Follow these tips so you get gorgeous roses again and again:
Use this checklist after your rose bushes have gone dormant for winter:
– Clear all debris and old mulch away from your rose bushes. Mix 2 – 3 tablespoons of super phosphate into the soil around the base of your bushes. The phosphate moves slowly through the soil and helps keep the roots strong throughout winter.
– Mound all of your rose bushes. The best and easiest way to do this is by using a rose collar around the base. Fill the collar 2/3 full with garden soil and water lightly to settle the soil. Add a little more soil if it settles too much. Top it off with mulch. Water lightly again to settle the mulch.
– Prune any hybrid tea and grandiflora rose bushes down to half their current height. Lower growing, and bushy florabunda rose bushes, shrub and miniature rose bushes need a little thin pruning. This helps prevent cane damage such as break off clear down to the base of the bush or smashing down due to strong winds or heavy snow fall.

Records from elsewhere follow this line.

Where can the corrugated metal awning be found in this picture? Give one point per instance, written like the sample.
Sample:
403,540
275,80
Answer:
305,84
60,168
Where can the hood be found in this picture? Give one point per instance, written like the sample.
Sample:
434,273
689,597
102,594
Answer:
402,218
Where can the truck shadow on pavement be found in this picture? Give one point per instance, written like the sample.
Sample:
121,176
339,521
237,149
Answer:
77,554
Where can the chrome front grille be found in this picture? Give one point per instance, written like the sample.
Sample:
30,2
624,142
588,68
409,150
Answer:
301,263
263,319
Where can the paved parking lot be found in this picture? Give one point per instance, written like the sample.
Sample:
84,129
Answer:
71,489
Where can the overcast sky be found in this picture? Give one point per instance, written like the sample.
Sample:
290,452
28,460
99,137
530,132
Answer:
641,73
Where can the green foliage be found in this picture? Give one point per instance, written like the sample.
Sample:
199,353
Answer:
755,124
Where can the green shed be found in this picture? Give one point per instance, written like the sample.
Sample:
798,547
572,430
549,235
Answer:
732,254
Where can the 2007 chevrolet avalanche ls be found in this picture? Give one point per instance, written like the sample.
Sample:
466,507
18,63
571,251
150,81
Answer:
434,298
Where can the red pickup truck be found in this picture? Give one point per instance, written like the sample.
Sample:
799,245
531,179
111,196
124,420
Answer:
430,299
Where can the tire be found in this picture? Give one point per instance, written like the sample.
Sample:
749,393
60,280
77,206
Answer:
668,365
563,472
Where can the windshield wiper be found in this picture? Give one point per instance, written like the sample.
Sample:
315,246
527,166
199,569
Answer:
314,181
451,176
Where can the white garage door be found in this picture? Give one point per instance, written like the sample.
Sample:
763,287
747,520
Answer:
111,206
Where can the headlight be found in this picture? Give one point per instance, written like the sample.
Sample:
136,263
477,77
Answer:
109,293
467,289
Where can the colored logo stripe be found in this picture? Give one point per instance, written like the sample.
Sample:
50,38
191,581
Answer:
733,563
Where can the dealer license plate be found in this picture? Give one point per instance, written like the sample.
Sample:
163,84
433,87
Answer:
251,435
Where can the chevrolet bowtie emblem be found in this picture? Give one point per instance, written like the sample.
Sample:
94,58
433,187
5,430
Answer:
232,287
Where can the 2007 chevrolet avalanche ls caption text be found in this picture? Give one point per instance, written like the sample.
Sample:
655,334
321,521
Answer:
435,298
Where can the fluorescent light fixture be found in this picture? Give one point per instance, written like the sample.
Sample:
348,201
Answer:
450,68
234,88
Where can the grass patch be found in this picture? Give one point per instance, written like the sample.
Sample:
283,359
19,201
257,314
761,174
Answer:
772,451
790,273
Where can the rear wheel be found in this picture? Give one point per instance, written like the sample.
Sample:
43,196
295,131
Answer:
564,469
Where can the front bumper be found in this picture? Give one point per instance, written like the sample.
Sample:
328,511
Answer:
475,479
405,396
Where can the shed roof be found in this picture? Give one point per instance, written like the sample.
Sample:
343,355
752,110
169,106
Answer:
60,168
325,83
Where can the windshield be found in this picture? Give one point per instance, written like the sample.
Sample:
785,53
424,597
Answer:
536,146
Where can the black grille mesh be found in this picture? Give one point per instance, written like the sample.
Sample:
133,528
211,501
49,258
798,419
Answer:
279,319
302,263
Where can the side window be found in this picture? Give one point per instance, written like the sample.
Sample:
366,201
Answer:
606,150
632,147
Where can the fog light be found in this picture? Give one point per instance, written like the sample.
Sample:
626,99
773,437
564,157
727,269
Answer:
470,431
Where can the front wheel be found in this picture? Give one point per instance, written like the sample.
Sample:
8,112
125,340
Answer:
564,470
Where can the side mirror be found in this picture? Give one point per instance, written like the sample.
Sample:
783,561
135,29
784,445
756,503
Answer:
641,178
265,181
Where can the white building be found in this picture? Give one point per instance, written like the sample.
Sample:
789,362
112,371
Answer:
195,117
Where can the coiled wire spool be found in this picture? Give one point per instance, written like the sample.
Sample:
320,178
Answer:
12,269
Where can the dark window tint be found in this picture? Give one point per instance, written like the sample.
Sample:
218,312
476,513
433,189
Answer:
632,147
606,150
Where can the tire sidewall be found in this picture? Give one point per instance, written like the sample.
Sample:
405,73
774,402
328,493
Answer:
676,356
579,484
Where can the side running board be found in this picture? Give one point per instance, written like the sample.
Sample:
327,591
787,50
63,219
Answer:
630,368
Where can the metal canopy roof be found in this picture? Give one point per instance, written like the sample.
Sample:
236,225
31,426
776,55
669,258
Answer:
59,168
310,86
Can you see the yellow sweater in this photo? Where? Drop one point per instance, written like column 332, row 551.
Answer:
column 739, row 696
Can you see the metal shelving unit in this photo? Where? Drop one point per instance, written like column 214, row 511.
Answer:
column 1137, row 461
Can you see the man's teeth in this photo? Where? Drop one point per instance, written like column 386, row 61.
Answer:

– Once the leaves have dried out a bit, you can strip those off, as desired.
– Mound up around climbing and shrub rose bushes as well. Use collars if desired, and use the above directions for filling. Wrap the canes of climbing rose bushes with a light fabric to protect them from harsh, cold winds. If your climbing rose bushes are connected to a trellis or privacy type fence, you may not need the fabric.
– Garden soils can be mixed with play sand to create mounded soil due to it’s better drainage capabilities. This helps keep moisture flowing through the mounds so that it gets down into the root zones rather than holding it on top where it can cause mold and other fungus problems.
© 2012, Dee @ Bella Savvy. All rights reserved.
Some very helpful tips! Thank you!
I live in a warm weather state so we do not have to do this. Great tips for those that do live in cold weather states. Very simple to follow directions!
These are very helpful tips. Living in South Florida we don’t really have to do this to keep our flowers in tact, but I could have really benefited from this post when I lived in Denver!
thanks for this great tips. for some reason roses dies in my hand
i don’t have a green thumb i guess
Great post, I need all the help I can get when it comes to growing flowers. I do live in West Virginia and it gets pretty cold here. Thanks!
thanks for this great information, I don’t do gardening but my hubby does…i’ll definitely share this tips to him
Love roses and love this font!! Great post and tips.
great tips
ill have to keep them in mind
I feel bad, I never did anything special for our roses when I took care of them at my mothers. Maybe that explains why some of them died the first year…I do NOT have a green thumb!